Uma mulher norte-coreana que escapou do país opressivo graças à ajuda de um pastor coreano-americano contou sobre os horrores que ela suportou como uma menina jovem, incluindo comer ratos para permanecer-se viva e assistir seus irmãos menores morrer de fome.

Grace Jo, agora com 25 anos, compartilhou com a AFP sobre como, vivia na província do Nordeste de Hamgyong, sua família estava tentando sobreviver com frutas silvestres, grilos e cascas de árvores.

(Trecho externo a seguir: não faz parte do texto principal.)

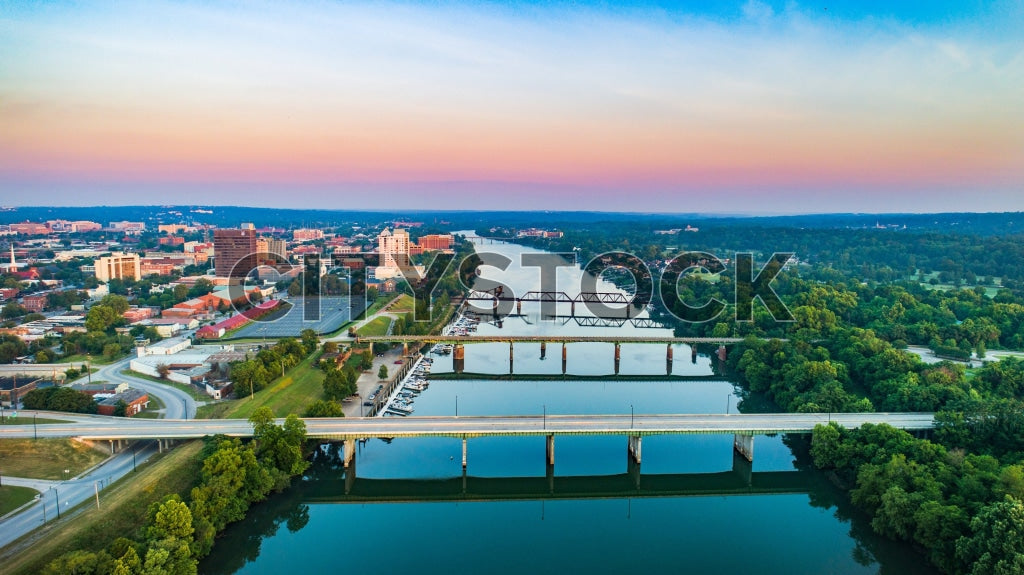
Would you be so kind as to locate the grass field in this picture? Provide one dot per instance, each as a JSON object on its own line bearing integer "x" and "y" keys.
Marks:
{"x": 402, "y": 305}
{"x": 299, "y": 388}
{"x": 12, "y": 497}
{"x": 122, "y": 513}
{"x": 23, "y": 421}
{"x": 91, "y": 360}
{"x": 151, "y": 412}
{"x": 376, "y": 327}
{"x": 47, "y": 458}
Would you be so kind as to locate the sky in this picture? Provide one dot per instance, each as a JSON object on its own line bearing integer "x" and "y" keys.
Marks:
{"x": 749, "y": 106}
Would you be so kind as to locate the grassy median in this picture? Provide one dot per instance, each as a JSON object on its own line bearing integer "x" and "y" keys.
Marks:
{"x": 12, "y": 496}
{"x": 122, "y": 513}
{"x": 47, "y": 458}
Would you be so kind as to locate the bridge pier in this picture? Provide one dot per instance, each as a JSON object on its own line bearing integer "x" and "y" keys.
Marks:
{"x": 459, "y": 358}
{"x": 743, "y": 444}
{"x": 350, "y": 477}
{"x": 634, "y": 447}
{"x": 348, "y": 452}
{"x": 742, "y": 468}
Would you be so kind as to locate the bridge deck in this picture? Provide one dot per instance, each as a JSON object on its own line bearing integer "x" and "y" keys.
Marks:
{"x": 545, "y": 339}
{"x": 356, "y": 428}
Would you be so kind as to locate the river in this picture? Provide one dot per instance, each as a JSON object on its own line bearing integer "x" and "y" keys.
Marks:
{"x": 692, "y": 506}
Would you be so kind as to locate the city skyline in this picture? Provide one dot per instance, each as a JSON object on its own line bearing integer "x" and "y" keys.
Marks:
{"x": 753, "y": 107}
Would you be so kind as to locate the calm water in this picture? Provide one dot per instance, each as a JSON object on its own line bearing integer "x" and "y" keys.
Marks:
{"x": 407, "y": 511}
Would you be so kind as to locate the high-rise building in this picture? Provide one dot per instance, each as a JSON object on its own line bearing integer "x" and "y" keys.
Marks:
{"x": 435, "y": 241}
{"x": 119, "y": 266}
{"x": 235, "y": 252}
{"x": 305, "y": 234}
{"x": 390, "y": 245}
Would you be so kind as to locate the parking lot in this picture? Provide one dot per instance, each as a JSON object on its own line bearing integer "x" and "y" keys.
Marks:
{"x": 324, "y": 314}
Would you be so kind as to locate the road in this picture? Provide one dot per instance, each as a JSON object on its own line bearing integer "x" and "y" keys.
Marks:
{"x": 640, "y": 425}
{"x": 69, "y": 493}
{"x": 177, "y": 404}
{"x": 441, "y": 339}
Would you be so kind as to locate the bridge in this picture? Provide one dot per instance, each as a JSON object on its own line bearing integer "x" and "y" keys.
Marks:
{"x": 459, "y": 342}
{"x": 632, "y": 484}
{"x": 634, "y": 427}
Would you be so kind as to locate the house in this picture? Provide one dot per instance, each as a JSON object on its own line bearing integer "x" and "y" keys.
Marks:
{"x": 135, "y": 401}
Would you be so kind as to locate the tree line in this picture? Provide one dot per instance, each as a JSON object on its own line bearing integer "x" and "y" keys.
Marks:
{"x": 177, "y": 533}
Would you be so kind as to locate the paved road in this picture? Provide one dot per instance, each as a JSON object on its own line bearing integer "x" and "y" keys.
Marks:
{"x": 435, "y": 339}
{"x": 177, "y": 404}
{"x": 69, "y": 493}
{"x": 487, "y": 426}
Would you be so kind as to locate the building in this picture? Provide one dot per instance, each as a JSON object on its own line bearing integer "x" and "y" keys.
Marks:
{"x": 235, "y": 252}
{"x": 134, "y": 400}
{"x": 306, "y": 234}
{"x": 30, "y": 228}
{"x": 273, "y": 247}
{"x": 119, "y": 266}
{"x": 171, "y": 229}
{"x": 64, "y": 226}
{"x": 162, "y": 265}
{"x": 130, "y": 228}
{"x": 435, "y": 241}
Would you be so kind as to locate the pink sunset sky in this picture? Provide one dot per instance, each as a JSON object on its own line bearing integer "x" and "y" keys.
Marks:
{"x": 765, "y": 108}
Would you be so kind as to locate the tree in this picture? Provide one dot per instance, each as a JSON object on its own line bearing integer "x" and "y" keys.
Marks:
{"x": 996, "y": 543}
{"x": 12, "y": 310}
{"x": 325, "y": 408}
{"x": 309, "y": 340}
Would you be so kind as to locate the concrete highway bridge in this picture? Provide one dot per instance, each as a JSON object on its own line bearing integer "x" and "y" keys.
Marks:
{"x": 633, "y": 484}
{"x": 349, "y": 430}
{"x": 459, "y": 351}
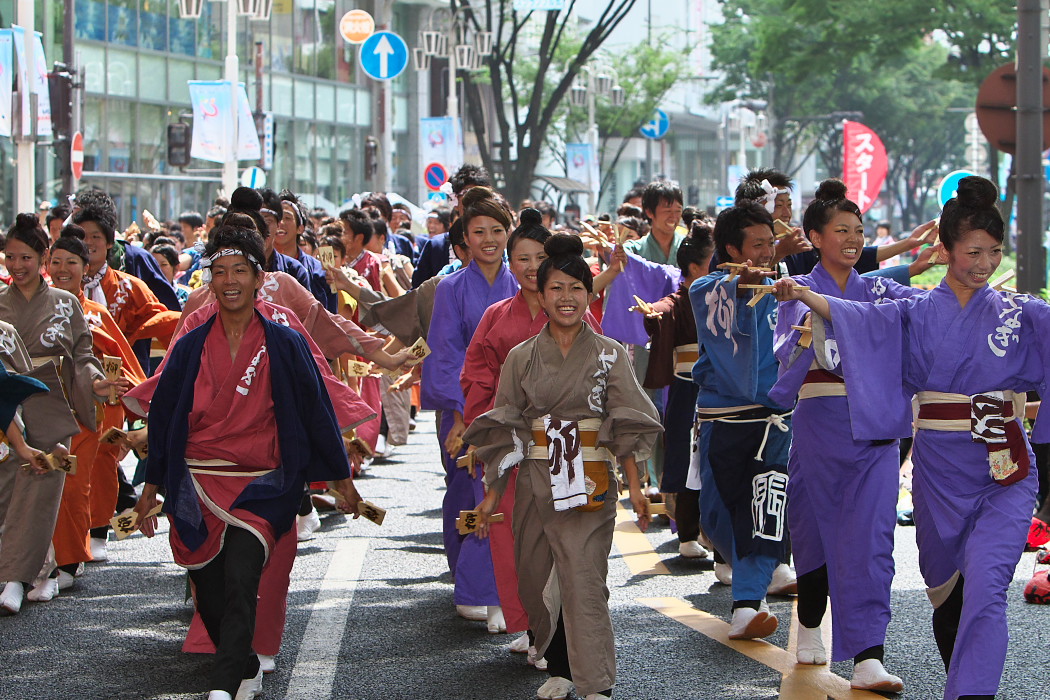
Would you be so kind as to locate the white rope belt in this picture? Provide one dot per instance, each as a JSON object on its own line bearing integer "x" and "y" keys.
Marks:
{"x": 771, "y": 421}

Seu pai havia sido preso e espancado pelas autoridades por cruzar a fronteira para comprar um saco de arroz, e ele morreu no trem sendo levando para a prisão. Sua avó e dois irmãos mais novos morreram de fome, e sua irmã mais velha foi procurar comida e nunca mais voltou.

Em pouco tempo, quase todos os membros da minha família morreram ou desapareceram”, ela lembrou.

Uma vez, ela disse, ela e seu irmão pequeno não tinham nada para comer por 10 dias: “Um dia, minha avó encontrou seis camundongos recém-nascidos sob algumas pedras”, disse ela. “Com minha mãe, elas ferveram esses seis ratos pequenos em um pote de pedra.”

Ela tinha cinco anos e meio de idade, disse ela, acrescentando que seu cabelo negro havia ficado amarelo de desnutrição.

É muito duro – disse Jo. “Não tínhamos comida, não tínhamos dinheiro e não havia como ganhar dinheiro”.

Crescendo no país isolado, Jo foi ensinada que “os americanos são o maior inimigo” e “devemos matá-los ou informar aos funcionários se os vemos“. Já os cristãos, segundo ela, eram os mais perigosos.

“Muitos adultos me contaram sobre o que o regime norte-coreano ensina“, disse Jo . “Lá, eles ensinam que os cristãos são as primeiras pessoas a evitar … Todas as palavras negativas que ouvimos quando éramos pequenos.”

Quando Jo tinha sete anos, ela, junto com sua mãe e irmã, Jinhye, tentou fugir da Coréia do Norte.

Caminhamos três noites e quatro dias“, disse ela, “caminhamos por estradas não pavimentadas e atravessamos muitas montanhas até chegar ao rio Tumen”, que separa a Coréia do Norte da China.

No entanto, enquanto eles finalmente chegaram à China, eles foram forçados a ir para a clandestinidade por medo de serem enviados de volta para a Coréia do Norte. Eventualmente, eles foram pegos e encarcerados, e enviado de volta para casa.

Os três membros restantes da família conseguiram fugir novamente após a mãe de Jo subornar um guarda de fronteira, mas mais uma vez eles foram pegos e retornados.

Em 2006, Jo finalmente fez sua última tentativa de escapar. Graças a um pastor americano-coreano que pagou a membros da Bowibu, a onipotente polícia secreta da Coréia do Norte, US $ 10.000 para garantir a liberdade das três mulheres, ela teve sucesso.

Depois de receber o estatuto de refugiado da ONU, elas se mudaram para os Estados Unidos em 2008. Em 2013, Jo tornou-se cidadã americana e hoje ajuda a dirigir a organização norte-coreana de defesa dos direitos humanos NKinUSA ao lado de sua irmã.

“Como um norte-coreano-americano, eu devero dizer: este é um país maravilhoso, eu não posso deixar. É um país totalmente diferente do meu país. Espero que meu país pode se tornar como este país um dia também”, disse ela.

A jovem também tem uma mensagem ao Presidente Donald Trump: “Queremos que o Presidente Trump aceite mais refugiados norte-coreanos nos EUA e nos permita fornecer serviços de reassentamento“, disse ela.

“Além disso, Presidente Trump, por favor diga a China, Vietnã e Laos para parar de repatriar os refugiados, enviando-os de volta para a Coréia do Norte, estão devolvendo eles para tortura, prisão ou até mesmo a morte“, acrescentou.